Tabletop role-playing game adventure

The Broken Covenant of Calebais is an adventure published by Lion Rampant in 1988 for the fantasy role-playing game Ars Magica.

==Contents==
The Broken Covenant of Calebais is an adventure which takes place fifty years after a group (a covenant) of wizards, along with their servants and guards, mysteriously sealed themselves off from the world with magical wards. Now a clue has found about how to penetrate the wards, and the players' characters have been chosen to investigate.

==Publication history==
The Broken Covenant of Calebais was the first adventure published for Ars Magica, and was released as a 44-page softcover book designed by Jonathan Tweet and Mark Rein-Hagen.

==Reception==
Stewart Wieck reviewed The Broken Covenant of Calebais in White Wolf #13 (December 1988) and stated that "As a whole, the adventure is very well done and well conceived. It includes one of the few playable (in game terms) riddles I have come across in my gaming. I was a bit disappointed to see the first 'Ars Magica' adventure revolve around an expedition into a 'dungeon', no matter how logical the 'dungeon'."

In the July–August 1989 edition of Space Gamer (Vol. II No. 1), John Nephew liked the adventure, commenting, "I heartily recommend this adventure to all FRP gamers, whatever system you may use. Some technical sides may be difficult to convert, but the background and many fascinating personalities make it worth the effort. The numerous innovations scattered throughout the text should make your gaming grow and improve even if you never run the adventure."

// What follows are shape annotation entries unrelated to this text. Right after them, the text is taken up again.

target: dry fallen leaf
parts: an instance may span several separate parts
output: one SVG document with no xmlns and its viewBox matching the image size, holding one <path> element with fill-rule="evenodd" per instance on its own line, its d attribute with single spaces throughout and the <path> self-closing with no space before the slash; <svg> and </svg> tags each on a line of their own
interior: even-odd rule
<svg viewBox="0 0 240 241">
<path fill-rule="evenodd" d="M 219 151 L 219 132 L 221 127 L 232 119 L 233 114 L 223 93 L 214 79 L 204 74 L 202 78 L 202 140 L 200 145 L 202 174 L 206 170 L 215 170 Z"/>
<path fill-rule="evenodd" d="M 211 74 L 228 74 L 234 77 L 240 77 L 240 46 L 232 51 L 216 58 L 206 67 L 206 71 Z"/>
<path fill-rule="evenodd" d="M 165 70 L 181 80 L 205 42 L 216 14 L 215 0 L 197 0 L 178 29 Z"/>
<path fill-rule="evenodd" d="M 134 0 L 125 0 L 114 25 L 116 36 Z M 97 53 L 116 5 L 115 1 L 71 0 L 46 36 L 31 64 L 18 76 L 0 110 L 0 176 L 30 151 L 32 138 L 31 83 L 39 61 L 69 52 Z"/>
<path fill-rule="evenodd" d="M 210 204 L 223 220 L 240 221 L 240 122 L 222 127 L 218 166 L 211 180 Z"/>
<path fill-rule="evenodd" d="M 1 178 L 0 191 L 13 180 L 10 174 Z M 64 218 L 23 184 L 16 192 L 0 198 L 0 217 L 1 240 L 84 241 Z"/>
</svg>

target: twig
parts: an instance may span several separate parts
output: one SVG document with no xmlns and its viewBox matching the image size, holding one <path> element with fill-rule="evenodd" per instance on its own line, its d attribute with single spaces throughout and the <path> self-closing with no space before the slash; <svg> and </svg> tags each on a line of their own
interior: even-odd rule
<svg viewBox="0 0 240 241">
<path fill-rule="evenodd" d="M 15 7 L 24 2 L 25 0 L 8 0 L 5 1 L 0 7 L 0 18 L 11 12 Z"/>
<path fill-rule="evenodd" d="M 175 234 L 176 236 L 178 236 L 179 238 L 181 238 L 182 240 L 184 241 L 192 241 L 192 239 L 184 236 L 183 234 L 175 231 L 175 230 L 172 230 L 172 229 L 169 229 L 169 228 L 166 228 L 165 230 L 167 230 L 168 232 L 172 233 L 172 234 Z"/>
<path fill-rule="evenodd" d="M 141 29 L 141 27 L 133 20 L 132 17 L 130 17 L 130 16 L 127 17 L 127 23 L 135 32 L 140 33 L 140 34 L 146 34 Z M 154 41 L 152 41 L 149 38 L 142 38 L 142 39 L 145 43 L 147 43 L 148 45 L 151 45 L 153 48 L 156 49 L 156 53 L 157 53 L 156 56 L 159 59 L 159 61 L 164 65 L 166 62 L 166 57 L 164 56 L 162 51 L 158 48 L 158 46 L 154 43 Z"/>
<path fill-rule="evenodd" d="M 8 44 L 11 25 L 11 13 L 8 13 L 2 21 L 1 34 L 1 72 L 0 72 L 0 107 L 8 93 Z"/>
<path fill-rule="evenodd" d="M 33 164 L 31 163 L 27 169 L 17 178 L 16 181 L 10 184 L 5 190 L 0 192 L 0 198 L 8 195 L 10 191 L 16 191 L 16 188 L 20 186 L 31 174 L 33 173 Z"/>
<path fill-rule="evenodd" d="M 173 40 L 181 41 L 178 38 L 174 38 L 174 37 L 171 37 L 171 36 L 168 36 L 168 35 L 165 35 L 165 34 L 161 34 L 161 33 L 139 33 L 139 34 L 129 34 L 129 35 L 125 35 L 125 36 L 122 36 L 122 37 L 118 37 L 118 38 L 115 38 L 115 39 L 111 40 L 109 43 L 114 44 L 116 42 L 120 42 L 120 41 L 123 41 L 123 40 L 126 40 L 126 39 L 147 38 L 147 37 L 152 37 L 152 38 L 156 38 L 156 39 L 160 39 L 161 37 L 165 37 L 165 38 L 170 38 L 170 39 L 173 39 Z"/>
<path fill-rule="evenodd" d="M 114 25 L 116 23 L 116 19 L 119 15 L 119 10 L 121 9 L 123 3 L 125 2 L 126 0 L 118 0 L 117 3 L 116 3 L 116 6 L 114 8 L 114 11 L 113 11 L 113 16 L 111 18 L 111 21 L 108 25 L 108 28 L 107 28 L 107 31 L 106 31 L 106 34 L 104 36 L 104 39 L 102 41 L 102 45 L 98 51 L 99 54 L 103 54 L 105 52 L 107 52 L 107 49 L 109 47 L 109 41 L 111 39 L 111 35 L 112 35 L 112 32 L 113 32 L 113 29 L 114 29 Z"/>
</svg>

In the August 1989 edition of Games International (Issue #8), Dave Morris, a self-admitted fan of Ars Magica, found himself "slightly disappointed" by this adventure. Morris found the treasure boring, the dungeon feel overmapped, and the final encounter "jarringly stage-managed." In addition, he called the illustrations "remarkably bland, with the exception of a couple of medieval engravings." He concluded by giving this adventure a rating of 4 out of 5, saying, "Overall a good story but with only a few flashes of real brilliance that characterised Ars Magica. Possibly it makes too many self-conscious concessions to being 'commercial'."

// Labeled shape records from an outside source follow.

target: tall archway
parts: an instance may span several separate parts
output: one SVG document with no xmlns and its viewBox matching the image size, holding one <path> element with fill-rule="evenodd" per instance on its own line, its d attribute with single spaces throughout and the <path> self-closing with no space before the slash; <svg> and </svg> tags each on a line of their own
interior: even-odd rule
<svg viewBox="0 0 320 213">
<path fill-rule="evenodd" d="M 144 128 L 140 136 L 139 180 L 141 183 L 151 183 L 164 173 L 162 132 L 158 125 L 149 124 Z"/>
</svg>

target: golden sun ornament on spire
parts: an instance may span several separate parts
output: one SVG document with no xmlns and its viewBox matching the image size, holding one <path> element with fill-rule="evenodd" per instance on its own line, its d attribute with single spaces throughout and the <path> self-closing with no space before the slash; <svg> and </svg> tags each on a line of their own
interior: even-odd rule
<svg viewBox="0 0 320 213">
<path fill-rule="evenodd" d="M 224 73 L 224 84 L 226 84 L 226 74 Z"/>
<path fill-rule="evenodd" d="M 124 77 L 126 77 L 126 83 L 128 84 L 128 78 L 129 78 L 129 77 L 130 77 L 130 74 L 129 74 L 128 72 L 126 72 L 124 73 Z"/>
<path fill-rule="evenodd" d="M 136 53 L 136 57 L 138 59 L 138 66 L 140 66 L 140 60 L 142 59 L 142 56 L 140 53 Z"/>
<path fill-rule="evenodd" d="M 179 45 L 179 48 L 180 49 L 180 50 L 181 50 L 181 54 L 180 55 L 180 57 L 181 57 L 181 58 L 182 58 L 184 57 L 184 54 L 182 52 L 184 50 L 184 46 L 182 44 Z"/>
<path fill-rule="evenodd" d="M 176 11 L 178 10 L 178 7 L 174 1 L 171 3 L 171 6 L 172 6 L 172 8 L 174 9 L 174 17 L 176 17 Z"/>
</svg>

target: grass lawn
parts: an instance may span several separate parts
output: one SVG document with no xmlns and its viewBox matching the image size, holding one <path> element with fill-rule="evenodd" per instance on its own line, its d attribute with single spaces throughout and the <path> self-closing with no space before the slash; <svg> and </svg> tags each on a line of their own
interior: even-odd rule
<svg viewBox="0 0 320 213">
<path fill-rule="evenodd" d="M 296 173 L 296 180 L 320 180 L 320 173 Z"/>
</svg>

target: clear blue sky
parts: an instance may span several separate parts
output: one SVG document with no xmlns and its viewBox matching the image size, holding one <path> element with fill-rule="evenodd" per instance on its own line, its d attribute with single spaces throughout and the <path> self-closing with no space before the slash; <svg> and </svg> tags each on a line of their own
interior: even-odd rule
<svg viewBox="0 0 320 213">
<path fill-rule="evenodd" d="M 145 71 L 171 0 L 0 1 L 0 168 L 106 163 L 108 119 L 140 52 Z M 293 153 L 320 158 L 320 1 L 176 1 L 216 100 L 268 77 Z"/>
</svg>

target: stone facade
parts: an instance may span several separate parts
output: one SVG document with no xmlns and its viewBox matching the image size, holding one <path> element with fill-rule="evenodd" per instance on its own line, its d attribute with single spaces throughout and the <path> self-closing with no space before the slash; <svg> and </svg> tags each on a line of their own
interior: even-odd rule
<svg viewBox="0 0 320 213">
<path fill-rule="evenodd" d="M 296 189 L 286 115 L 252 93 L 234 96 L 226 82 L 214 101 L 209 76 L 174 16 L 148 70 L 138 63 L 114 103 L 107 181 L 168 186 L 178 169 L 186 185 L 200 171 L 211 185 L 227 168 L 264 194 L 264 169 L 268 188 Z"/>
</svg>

In the October 1989 edition of Dragon (Issue #150), Ken Rolston was very pleased with the adventure, which he called "a persuasive example of how the Ars Magica system can produce a first-class fantasy adventure with a spotlight on wizards and sorcery." Rolston thought the adventure to be "earnest but imaginative, challenging, mysterious fun." He called the obligatory introductory encounter "a charming well-paced warm-up to the rest of the adventure," and thought the minor antagonists were "adorable, bush league, and numerous, and are provided with a complete micro-culture and survival rationale." He did find "the graphics are weak, the wrap-up is a bit abrupt, and the writing, materials, maps, and organization are somewhat less than polished." But Rolston concluded, "The Broken Covenant pleased me enormously; my recommendation is unreserved... For original tone and flavor, general effect, and ambitious aspiration, it’s a thoroughly satisfying adventure."